While EMG and kinematic evaluations have been adopted for assessing muscular function, the former is invasive and has not been successfully implemented in the inferior partition due to wire displacement [1], and the latter has not been applied in the various muscular partitions. In our study, we successfully discriminated the spatio-temporal relationship of the three partitions of the ISP muscle during scaption using SWE. We showed that the middle partition may play a substantial role in initiation of scaption, the inferior partition could act in a dynamic tenodesis manner, and the superior and inferior partitions may oppose the function of the deltoid muscle at the end range of scaption. Additionally, estimates of muscular elongation and shortening can be obtained by quantifying stiffness at rest. These outcomes suggest SWE as a novel technique for precise assessment of the properties of the individual muscular partitions.

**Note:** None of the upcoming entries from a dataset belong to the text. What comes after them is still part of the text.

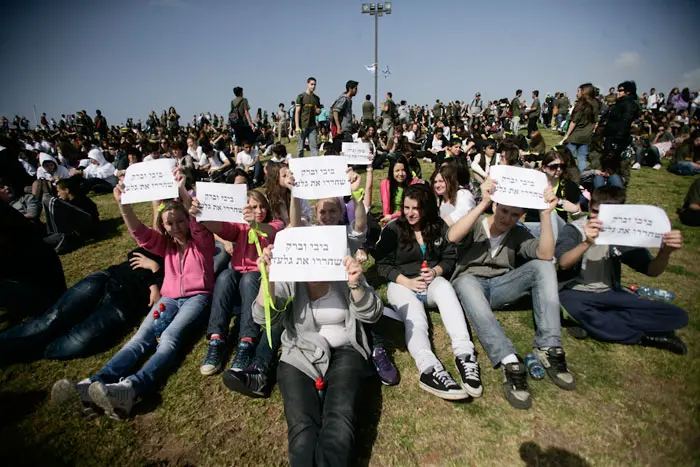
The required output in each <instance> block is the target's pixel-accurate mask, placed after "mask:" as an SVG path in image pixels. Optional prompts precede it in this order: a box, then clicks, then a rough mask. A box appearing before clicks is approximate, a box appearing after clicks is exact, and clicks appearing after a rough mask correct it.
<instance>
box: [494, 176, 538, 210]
mask: <svg viewBox="0 0 700 467" xmlns="http://www.w3.org/2000/svg"><path fill="white" fill-rule="evenodd" d="M489 176H490V177H491V178H492V179H493V180H494V181H495V182H496V190H495V191H494V193H493V195H491V199H492V200H493V201H495V202H496V203H498V204H503V205H504V206H514V207H520V208H527V209H546V208H547V204H546V203H545V202H544V190H545V189H546V188H547V176H546V175H545V174H544V173H542V172H540V171H539V170H534V169H524V168H522V167H513V166H510V165H494V166H493V167H491V170H490V172H489Z"/></svg>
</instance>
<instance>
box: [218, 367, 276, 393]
mask: <svg viewBox="0 0 700 467" xmlns="http://www.w3.org/2000/svg"><path fill="white" fill-rule="evenodd" d="M222 379H223V380H224V385H225V386H226V387H227V388H228V390H229V391H231V392H237V393H239V394H243V395H244V396H248V397H252V398H253V399H266V398H267V397H268V396H267V395H265V394H259V393H257V392H254V391H253V390H251V389H250V388H249V387H248V386H246V385H245V384H243V382H242V381H241V380H240V379H238V378H236V377H235V376H233V375H231V373H229V372H228V371H227V372H224V374H223V376H222Z"/></svg>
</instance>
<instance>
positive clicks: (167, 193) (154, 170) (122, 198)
mask: <svg viewBox="0 0 700 467" xmlns="http://www.w3.org/2000/svg"><path fill="white" fill-rule="evenodd" d="M174 167H175V159H157V160H155V161H148V162H138V163H136V164H131V165H130V166H129V167H128V168H127V169H126V175H124V192H123V193H122V204H133V203H141V202H144V201H153V200H159V199H172V198H177V196H178V187H177V182H176V181H175V176H174V175H173V168H174Z"/></svg>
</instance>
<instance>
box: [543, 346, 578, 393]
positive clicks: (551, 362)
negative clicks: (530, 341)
mask: <svg viewBox="0 0 700 467" xmlns="http://www.w3.org/2000/svg"><path fill="white" fill-rule="evenodd" d="M533 353H534V354H535V356H536V357H537V360H539V362H540V364H541V365H542V366H543V367H544V371H546V372H547V374H548V375H549V377H550V378H552V381H554V384H556V385H557V386H559V387H560V388H562V389H566V390H567V391H573V390H574V389H576V380H575V379H574V375H573V374H571V372H570V371H569V370H568V368H566V354H565V353H564V349H562V348H561V347H550V348H548V349H537V348H536V349H534V351H533Z"/></svg>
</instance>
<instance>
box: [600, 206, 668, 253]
mask: <svg viewBox="0 0 700 467" xmlns="http://www.w3.org/2000/svg"><path fill="white" fill-rule="evenodd" d="M599 209H600V211H599V212H598V219H600V221H601V222H602V223H603V230H601V232H600V233H599V234H598V238H596V241H595V242H596V245H619V246H638V247H647V248H660V247H661V243H662V241H663V236H664V234H665V233H666V232H670V231H671V222H670V221H669V220H668V216H667V215H666V211H664V210H663V209H661V208H658V207H656V206H648V205H645V204H601V205H600V208H599Z"/></svg>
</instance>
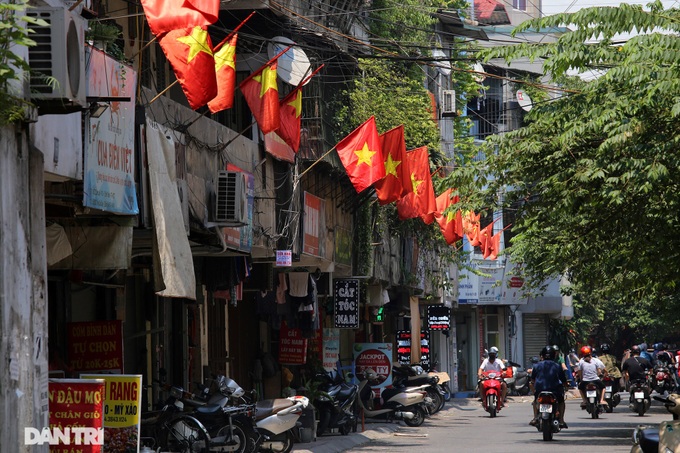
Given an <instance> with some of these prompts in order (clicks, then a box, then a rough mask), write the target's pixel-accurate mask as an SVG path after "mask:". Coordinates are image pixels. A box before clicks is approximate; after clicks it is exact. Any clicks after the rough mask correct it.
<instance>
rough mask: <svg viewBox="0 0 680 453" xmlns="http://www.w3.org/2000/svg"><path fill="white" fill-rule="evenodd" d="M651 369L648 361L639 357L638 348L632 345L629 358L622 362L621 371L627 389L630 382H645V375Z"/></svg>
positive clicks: (635, 346) (639, 347) (650, 365)
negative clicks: (631, 381)
mask: <svg viewBox="0 0 680 453" xmlns="http://www.w3.org/2000/svg"><path fill="white" fill-rule="evenodd" d="M651 369H652V364H651V363H650V361H649V360H647V359H645V358H644V357H642V356H641V355H640V346H638V345H636V344H634V345H633V346H631V348H630V358H629V359H628V360H626V361H625V362H623V366H622V367H621V370H622V371H623V376H624V379H625V382H626V388H628V385H629V382H630V381H637V380H643V381H644V380H646V379H647V373H648V372H649V370H651Z"/></svg>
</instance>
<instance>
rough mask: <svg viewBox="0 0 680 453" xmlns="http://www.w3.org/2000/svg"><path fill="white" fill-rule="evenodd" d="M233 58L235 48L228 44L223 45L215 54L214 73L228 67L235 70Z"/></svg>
mask: <svg viewBox="0 0 680 453" xmlns="http://www.w3.org/2000/svg"><path fill="white" fill-rule="evenodd" d="M235 57H236V47H234V46H231V45H229V44H225V45H223V46H222V48H221V49H220V50H218V51H217V53H216V54H215V71H219V70H220V69H222V66H229V67H230V68H231V69H233V70H236V64H235V61H236V58H235Z"/></svg>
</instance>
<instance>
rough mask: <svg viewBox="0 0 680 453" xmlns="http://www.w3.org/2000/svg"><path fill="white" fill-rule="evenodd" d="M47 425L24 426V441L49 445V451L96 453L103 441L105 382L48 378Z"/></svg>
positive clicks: (39, 444)
mask: <svg viewBox="0 0 680 453" xmlns="http://www.w3.org/2000/svg"><path fill="white" fill-rule="evenodd" d="M48 386H49V387H48V388H49V390H48V392H49V411H50V417H49V420H50V426H49V428H43V429H42V430H38V429H35V428H25V430H24V444H26V445H40V444H49V445H50V453H67V452H71V451H76V450H77V451H80V452H83V453H99V452H101V451H102V446H103V444H104V431H103V424H102V418H103V413H104V410H103V406H104V381H103V380H92V379H88V380H85V379H50V381H49V384H48Z"/></svg>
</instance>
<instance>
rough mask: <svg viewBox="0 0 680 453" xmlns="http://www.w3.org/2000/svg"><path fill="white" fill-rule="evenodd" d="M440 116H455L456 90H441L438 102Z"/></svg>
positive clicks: (455, 104) (455, 107)
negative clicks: (439, 97) (441, 111)
mask: <svg viewBox="0 0 680 453" xmlns="http://www.w3.org/2000/svg"><path fill="white" fill-rule="evenodd" d="M440 107H441V110H442V117H447V116H456V91H455V90H443V91H442V98H441V104H440Z"/></svg>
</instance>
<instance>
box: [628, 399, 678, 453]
mask: <svg viewBox="0 0 680 453" xmlns="http://www.w3.org/2000/svg"><path fill="white" fill-rule="evenodd" d="M654 399H655V400H657V401H660V402H662V403H663V405H664V407H665V408H666V410H667V411H668V412H670V413H671V414H672V415H673V421H664V422H661V423H660V424H658V425H656V426H648V425H640V426H638V427H637V428H635V430H634V431H633V448H632V449H631V450H630V451H631V453H652V452H653V453H656V452H671V451H672V452H676V451H680V394H677V393H671V394H670V395H668V396H667V397H665V398H664V397H659V396H654Z"/></svg>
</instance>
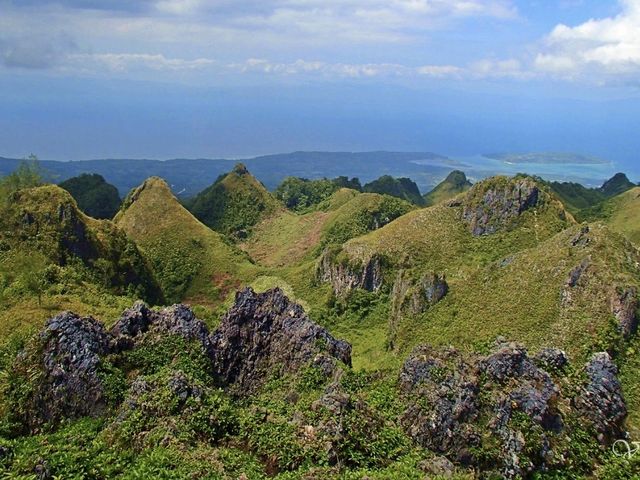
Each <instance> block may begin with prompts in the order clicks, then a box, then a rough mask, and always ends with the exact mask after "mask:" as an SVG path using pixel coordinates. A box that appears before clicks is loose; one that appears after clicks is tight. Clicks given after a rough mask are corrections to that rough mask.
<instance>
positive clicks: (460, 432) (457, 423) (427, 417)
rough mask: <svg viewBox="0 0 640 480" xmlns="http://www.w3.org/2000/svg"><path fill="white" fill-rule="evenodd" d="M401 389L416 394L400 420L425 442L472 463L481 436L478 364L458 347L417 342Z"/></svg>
mask: <svg viewBox="0 0 640 480" xmlns="http://www.w3.org/2000/svg"><path fill="white" fill-rule="evenodd" d="M400 388H401V391H403V392H404V393H405V394H406V395H410V396H411V397H413V398H414V401H410V402H409V403H410V406H409V408H408V409H407V410H406V411H405V412H404V414H403V415H402V417H401V419H400V422H401V424H402V425H403V426H404V428H405V430H406V432H407V433H408V434H409V436H411V437H412V438H413V439H414V440H415V441H417V442H418V443H419V444H421V445H422V446H424V447H426V448H429V449H430V450H433V451H435V452H439V453H446V454H448V455H450V456H451V457H452V458H453V459H454V460H455V461H457V462H461V463H466V464H470V463H471V462H472V458H471V453H470V449H472V448H473V447H475V446H478V445H479V442H480V437H479V432H478V430H477V428H476V427H475V426H474V424H473V422H474V421H475V420H476V419H477V416H478V414H479V409H478V392H479V390H478V389H479V379H478V377H477V375H476V374H475V372H474V369H473V366H472V365H471V364H469V363H466V362H465V361H464V360H463V358H462V356H461V355H460V354H459V352H457V351H456V350H453V349H448V350H444V351H436V350H434V349H432V348H430V347H428V346H421V347H417V348H416V349H415V350H414V351H413V353H412V354H411V356H410V357H409V359H408V360H407V361H406V362H405V364H404V366H403V368H402V371H401V373H400Z"/></svg>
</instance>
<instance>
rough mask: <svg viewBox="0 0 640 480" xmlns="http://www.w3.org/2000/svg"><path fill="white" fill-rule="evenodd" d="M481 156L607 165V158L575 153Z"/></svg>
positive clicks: (527, 154)
mask: <svg viewBox="0 0 640 480" xmlns="http://www.w3.org/2000/svg"><path fill="white" fill-rule="evenodd" d="M482 156H483V157H485V158H490V159H492V160H500V161H501V162H505V163H516V164H518V163H535V164H549V165H551V164H555V163H570V164H574V165H607V164H608V163H610V162H609V161H607V160H603V159H602V158H597V157H587V156H585V155H579V154H577V153H554V152H542V153H483V154H482Z"/></svg>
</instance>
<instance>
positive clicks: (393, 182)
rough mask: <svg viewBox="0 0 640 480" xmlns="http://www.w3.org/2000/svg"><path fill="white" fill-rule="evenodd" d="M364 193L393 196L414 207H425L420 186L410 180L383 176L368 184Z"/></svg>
mask: <svg viewBox="0 0 640 480" xmlns="http://www.w3.org/2000/svg"><path fill="white" fill-rule="evenodd" d="M362 191H363V192H368V193H379V194H383V195H391V196H392V197H397V198H401V199H403V200H406V201H407V202H410V203H413V204H414V205H424V198H422V195H421V194H420V190H419V189H418V186H417V185H416V184H415V182H414V181H413V180H411V179H410V178H394V177H392V176H390V175H383V176H381V177H380V178H378V179H377V180H374V181H372V182H370V183H367V184H366V185H365V186H364V187H362Z"/></svg>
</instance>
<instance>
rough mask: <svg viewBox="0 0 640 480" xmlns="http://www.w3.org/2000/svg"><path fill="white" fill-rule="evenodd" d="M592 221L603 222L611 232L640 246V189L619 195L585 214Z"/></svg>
mask: <svg viewBox="0 0 640 480" xmlns="http://www.w3.org/2000/svg"><path fill="white" fill-rule="evenodd" d="M584 215H585V216H587V217H588V218H590V219H591V220H592V221H603V222H605V223H606V224H607V225H608V226H609V228H611V230H614V231H616V232H619V233H622V234H623V235H625V236H626V237H627V238H628V239H629V240H631V241H632V242H633V243H635V244H636V245H640V187H635V188H632V189H631V190H627V191H626V192H624V193H622V194H620V195H617V196H615V197H613V198H611V199H609V200H607V201H606V202H604V203H603V204H602V205H600V206H598V207H595V208H592V209H589V210H587V211H586V212H585V213H584Z"/></svg>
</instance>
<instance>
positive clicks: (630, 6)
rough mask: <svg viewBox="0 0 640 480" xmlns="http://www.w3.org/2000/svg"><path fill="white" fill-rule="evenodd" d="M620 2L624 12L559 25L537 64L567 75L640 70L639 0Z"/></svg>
mask: <svg viewBox="0 0 640 480" xmlns="http://www.w3.org/2000/svg"><path fill="white" fill-rule="evenodd" d="M620 4H621V7H622V12H621V13H620V14H619V15H617V16H615V17H608V18H602V19H591V20H589V21H587V22H584V23H582V24H580V25H577V26H574V27H569V26H567V25H562V24H560V25H558V26H556V27H555V28H554V29H553V31H552V32H551V33H550V34H549V35H548V36H547V37H546V38H545V39H544V47H543V49H542V51H541V52H539V53H538V54H537V56H536V57H535V60H534V67H535V68H536V69H537V70H539V71H541V72H545V73H549V74H552V75H557V76H561V77H567V78H576V77H579V76H583V75H589V76H592V77H593V76H595V77H597V78H598V79H606V78H609V79H610V78H612V77H614V76H617V75H623V76H625V75H626V76H628V75H638V74H640V0H623V1H621V2H620Z"/></svg>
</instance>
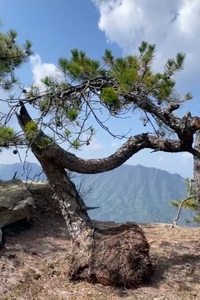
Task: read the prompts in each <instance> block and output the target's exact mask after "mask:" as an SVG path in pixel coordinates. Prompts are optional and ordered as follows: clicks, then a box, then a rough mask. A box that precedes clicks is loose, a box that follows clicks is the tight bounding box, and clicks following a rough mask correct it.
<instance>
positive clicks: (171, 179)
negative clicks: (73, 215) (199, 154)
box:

There are some limitations in this study. First, the subjects included only young males. Therefore, further studies are needed to extrapolate our findings in clinical setting to an older population presenting different pathologies. Second, the strength at contraction in this study corresponded to the manual muscle test grade 3, namely, subjects held their arms against gravity. While this process could be considered as a weak muscle contraction, it allowed for the evaluation of the independent activations of the ISP muscle partitions. Future studies should evaluate other shoulder positions and loading conditions, as well as their effect on ISP muscle behavior to verify the functional role of different partitions of the ISP muscle.

Conclusion

Stiffness measured using shear-wave elastography in each partition of the ISP muscle demonstrated different behavior between these partitions during scaption. The middle partition generated force throughout scaption, while the superior and inferior partitions exerted force at end range.